Maybe the shots of whiskey made her do it, or the way he’d made her feel. Could’ve been his promise to take care of her. She stood up, placing her bet on all three. When was the last time she’d danced on an exotic beach with an equally exotic man? She followed him to the center of the outdoor bar, his calloused hand hot in hers. He swung her into him and the patio blurred just before he molded their bodies together. She caught her breath and the dizziness disappeared.
The chilled Atlantic breeze coasted over the flat beach, sending shivers down her back, and he strengthened his grip around her waist. His body heat tunneled through her thin clothing. A slow samba wafted through the bar as more couples took to the dance floor. Instead of the choreographed dance she expected, he swayed her back and forth, as if following some other music only he could hear.
Uneasiness slithered down her arms as he lifted her wrists behind his neck. Very intimate. Almost like lovers. The strong muscle spanning his chest pressed into her, heated her. Too close. Too familiar. She pulled away several inches, shivered when his fingertips traced a line down her side to her lower back. When was the last time someone had affected her on this level? Easy answer: she couldn’t remember.
Green eyes searched her face as though he wanted to burn himself into her memories. She couldn’t take it. Couldn’t take another dead end.

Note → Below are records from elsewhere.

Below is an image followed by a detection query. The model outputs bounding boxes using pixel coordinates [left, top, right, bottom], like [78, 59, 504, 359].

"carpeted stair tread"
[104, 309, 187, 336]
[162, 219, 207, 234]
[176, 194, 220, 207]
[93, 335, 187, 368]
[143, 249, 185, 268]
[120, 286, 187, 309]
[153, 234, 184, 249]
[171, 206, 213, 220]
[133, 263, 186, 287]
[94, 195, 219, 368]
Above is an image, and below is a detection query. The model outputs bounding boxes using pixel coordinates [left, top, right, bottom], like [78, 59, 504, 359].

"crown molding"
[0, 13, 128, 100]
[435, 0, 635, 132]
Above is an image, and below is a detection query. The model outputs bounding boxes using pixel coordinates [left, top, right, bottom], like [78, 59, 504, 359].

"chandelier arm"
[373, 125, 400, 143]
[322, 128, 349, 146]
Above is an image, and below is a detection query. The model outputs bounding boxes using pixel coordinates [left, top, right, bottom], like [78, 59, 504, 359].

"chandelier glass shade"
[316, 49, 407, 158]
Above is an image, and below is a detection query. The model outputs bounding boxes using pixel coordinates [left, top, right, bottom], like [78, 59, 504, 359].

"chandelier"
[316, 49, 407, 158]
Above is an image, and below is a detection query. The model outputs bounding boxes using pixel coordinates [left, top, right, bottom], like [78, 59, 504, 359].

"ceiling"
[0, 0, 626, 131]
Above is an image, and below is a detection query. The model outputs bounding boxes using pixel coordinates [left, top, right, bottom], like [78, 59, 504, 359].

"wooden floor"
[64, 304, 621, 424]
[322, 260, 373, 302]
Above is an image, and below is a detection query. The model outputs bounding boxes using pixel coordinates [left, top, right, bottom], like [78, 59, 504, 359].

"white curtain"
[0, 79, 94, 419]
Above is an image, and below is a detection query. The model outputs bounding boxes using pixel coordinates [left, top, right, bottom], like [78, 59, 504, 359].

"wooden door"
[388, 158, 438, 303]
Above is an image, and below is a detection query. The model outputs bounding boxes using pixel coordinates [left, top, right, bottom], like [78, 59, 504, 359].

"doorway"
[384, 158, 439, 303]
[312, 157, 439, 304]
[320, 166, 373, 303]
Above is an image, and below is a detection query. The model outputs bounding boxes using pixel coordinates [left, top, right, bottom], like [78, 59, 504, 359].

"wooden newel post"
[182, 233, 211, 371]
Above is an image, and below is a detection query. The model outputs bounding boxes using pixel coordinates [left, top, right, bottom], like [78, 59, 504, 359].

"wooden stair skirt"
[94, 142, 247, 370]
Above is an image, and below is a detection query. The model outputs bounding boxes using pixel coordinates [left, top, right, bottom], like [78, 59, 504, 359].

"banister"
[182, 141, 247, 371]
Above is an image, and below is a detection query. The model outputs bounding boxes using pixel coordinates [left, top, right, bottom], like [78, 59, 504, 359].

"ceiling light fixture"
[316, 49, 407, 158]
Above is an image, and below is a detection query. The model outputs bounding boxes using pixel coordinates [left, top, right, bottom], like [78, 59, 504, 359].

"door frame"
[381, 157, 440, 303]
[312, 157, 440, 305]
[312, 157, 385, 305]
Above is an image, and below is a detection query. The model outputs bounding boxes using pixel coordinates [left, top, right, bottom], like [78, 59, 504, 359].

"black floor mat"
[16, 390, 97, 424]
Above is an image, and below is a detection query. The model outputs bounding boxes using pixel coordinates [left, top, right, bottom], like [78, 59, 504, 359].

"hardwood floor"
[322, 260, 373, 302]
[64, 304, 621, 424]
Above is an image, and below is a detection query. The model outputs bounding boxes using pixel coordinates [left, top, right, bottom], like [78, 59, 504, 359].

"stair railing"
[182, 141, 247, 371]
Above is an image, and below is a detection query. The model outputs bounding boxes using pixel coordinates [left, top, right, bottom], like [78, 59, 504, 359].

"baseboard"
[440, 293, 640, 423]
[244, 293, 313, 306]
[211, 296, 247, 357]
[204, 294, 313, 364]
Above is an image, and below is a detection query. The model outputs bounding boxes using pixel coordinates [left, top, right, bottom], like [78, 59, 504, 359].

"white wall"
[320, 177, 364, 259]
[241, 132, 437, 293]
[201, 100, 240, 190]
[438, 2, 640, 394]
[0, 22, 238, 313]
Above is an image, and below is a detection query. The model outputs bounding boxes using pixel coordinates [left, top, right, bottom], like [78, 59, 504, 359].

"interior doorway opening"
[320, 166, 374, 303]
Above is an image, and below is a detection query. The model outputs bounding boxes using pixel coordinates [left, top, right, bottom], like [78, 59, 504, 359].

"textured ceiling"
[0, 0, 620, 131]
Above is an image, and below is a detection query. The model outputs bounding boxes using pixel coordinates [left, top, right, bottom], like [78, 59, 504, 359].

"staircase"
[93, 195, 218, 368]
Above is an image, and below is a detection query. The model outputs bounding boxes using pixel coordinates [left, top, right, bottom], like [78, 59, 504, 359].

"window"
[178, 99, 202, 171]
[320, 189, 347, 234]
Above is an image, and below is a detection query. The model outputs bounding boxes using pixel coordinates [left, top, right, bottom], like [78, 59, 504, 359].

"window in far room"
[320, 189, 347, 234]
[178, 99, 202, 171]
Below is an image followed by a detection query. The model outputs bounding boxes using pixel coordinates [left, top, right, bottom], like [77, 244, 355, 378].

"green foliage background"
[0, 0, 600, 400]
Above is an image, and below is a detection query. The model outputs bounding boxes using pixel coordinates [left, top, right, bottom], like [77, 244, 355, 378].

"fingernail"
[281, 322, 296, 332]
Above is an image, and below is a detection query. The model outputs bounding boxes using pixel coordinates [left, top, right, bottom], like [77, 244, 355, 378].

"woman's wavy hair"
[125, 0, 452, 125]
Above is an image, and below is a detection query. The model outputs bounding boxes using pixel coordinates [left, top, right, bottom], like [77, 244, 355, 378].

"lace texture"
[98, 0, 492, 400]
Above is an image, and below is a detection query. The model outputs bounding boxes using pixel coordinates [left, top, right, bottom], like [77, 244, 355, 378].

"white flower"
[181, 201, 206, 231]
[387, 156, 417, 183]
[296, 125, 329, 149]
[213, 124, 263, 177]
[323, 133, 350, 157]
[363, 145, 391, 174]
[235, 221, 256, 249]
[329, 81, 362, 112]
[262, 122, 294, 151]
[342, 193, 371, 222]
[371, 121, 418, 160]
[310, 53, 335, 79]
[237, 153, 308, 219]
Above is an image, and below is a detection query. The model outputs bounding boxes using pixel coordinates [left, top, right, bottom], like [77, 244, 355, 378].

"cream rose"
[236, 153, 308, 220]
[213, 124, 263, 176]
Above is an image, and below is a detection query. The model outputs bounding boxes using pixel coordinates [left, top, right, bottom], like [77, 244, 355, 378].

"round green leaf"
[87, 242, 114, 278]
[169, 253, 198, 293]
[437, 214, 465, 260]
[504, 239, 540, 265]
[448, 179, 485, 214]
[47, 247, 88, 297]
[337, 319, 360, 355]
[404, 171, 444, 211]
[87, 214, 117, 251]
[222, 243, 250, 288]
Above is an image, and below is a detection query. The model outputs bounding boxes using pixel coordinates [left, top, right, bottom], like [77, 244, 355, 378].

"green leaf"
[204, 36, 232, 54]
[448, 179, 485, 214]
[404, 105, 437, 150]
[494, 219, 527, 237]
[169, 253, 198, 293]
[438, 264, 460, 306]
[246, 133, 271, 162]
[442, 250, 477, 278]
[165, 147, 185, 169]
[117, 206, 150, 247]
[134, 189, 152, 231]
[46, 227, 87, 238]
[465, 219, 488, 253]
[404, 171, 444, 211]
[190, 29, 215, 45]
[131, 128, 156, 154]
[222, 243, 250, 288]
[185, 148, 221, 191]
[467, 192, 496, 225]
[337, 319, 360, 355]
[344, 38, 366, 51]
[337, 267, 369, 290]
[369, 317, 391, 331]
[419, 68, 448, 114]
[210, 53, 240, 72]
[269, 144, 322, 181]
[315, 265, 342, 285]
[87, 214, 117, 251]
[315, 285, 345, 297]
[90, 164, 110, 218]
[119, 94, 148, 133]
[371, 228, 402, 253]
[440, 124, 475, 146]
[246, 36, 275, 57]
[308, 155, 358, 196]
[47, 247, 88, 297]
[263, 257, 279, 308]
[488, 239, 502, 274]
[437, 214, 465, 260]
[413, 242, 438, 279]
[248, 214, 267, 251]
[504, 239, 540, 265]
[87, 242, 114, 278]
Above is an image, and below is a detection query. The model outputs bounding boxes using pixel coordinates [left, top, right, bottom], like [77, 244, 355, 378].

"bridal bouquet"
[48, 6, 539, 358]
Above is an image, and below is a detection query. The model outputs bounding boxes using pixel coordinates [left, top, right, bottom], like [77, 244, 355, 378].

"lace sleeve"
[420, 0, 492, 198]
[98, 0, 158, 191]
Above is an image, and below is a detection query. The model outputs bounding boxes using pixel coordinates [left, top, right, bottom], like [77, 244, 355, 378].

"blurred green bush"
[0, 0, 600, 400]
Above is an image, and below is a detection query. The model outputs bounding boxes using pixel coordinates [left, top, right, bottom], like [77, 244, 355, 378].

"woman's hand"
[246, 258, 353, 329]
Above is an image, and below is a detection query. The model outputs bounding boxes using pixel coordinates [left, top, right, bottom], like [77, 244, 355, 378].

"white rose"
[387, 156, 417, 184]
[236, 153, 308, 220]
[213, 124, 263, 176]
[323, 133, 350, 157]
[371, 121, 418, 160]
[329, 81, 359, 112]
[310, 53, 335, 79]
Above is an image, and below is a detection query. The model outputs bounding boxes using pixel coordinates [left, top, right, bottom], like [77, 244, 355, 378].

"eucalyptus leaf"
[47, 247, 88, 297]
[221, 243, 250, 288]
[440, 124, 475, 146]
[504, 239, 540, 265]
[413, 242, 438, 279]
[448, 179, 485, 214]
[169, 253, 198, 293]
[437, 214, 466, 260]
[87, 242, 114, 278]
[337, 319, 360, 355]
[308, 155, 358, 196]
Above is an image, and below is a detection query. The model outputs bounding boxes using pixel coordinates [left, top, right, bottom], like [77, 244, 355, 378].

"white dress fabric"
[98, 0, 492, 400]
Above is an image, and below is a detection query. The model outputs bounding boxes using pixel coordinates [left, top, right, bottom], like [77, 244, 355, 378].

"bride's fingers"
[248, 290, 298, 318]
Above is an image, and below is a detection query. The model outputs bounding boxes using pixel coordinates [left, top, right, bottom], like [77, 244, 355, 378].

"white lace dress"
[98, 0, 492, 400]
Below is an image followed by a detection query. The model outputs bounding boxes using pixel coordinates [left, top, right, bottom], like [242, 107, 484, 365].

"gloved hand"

She laid her head against his chest to escape the tightness clutching her ribcage; the echo of his heartbeat syncing with hers. Without a shred of evidence, she wanted to trust that the man in her arms could help her and as she settled into his grasp, a new feeling blossomed for the first time in months: hope.
A dangerous thing.
“All right. You have me here. Perfect beach. Lots of whiskey. The offer to help me find what I’m looking for. Now tell me why you’re really here.”
“What do you mean?” His lips grazed her ear, softer than she imagined, and raised goose bumps up and down her arms. The sound of his inhale against her hair threatened her logic, almost like he’d known her exact trigger spots.
“I mean, you know me, don’t you?” She pressed her hands against his chest. She needed distance. She needed to see his expression when he lied. Again. Ten years. Ten years and he hadn’t found her, hadn’t explained. Hadn’t ended her insanity. “From before my accident. Your being here isn’t a coincidence.”
The smile tilting his mouth disappeared and her heart skipped a beat. He wouldn’t lie to her this time. His expression said so. Not after all these years. Not after everything she’d been through.
“No, Vdarra. It’s not.” His fingertips dug into her waist, grounded her, prevented her from making a break for it. Did he really think she’d turn her back on the answers she’d crossed the world for? “I’ve been searching for you ever since you left me that day in December ten years ago.”
Her mouth went dry. Finally. She’d made a breakthrough. “Why did you wait so long?”
“Because they’re looking for you, too.”